今月3日、放送局がつくる第三者機関、放送道徳・番組向上機構(BPO)の放送道徳検証委員会はすべての放送局に対し異例の勧告を出した。
今回の勧告は、アニメ・ドラマなど演出のともなうすべての番組について「逃げるのかよ」というセリフを自主規制するように求めるもの。異例の勧告が出された背景にはどんな事情があったのか。
<人気のセリフ「逃げるのかよ」>
いまや、ドラマやアニメの脚本ではかかせなくなった「逃げるのかよ」。
このセリフが発せられると、『さっきまで乗り気じゃなかった好敵手が対決に応じる』『ふだんクールな人物を感情的にさせる』など、その状況を一変させる効果はピカイチ。それまではかたくなに動かなかった状況も、流れに関係なくたったひとことで話を進めることが可能な、まさに至れり尽くせりの魔法の言葉だ。
近年では、『ただその場から退去しようとした人』に対してもこのセリフが発せられるなど乱用が目立ち、使用の是非が問われているところであった。
<”実生活での使用”でかげりが見えた?>
メディアで人気のフレーズが実生活で使用されることは珍しくない。「逃げるのかよ」も例外ではなかったのだが、『脚本と現実それぞれの効果のギャップ』が問題となったのだ。
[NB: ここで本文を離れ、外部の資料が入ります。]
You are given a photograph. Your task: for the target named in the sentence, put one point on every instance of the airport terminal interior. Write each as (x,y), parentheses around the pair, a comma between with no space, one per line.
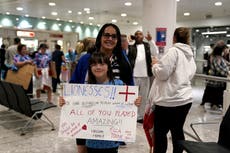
(68,22)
テレビのなかでは無敵の「逃げるのかよ」もひとたび現実社会で使用するとそうもいかない。
安易に実生活で「逃げるのかよ」を使ってしまうと大変な状況におちいる。
1. 使用者と周囲のテンションのギャップに苦しむ
2. なにか劇団に所属しているのではないかと勘違いされる
3. 言われた側がリアクションにこまる
4. 言われた側が本気できれる

もっとも重大な問題は「4. 言われた側が本気できれる」である。「逃げるのかよ」が原因で事件が多数発生している事実に、BPO がしびれをきらしたというわけだ。(グラフ参照)
今回やりだまに挙げられたのは「逃げるのかよ」であるが、要注意のセリフはまだまだ多く存在する。過去にロングヒットしたフレーズでは、「よかった、本当によかった」(復唱による効果の増長)が、2002年テレビ朝日系で放映されたドラマ「サトラレ」で、1話中に4回も乱用されたという問題を受けて2003年に同機構より全メディアに使用自粛勧告が出されている。
実体をもたない「コトバ」は、プロでもあつかいがむずかしいということだろうか。「逃げるのかよ」の代替句がどんなフレーズになるのか、今後も目が離せない。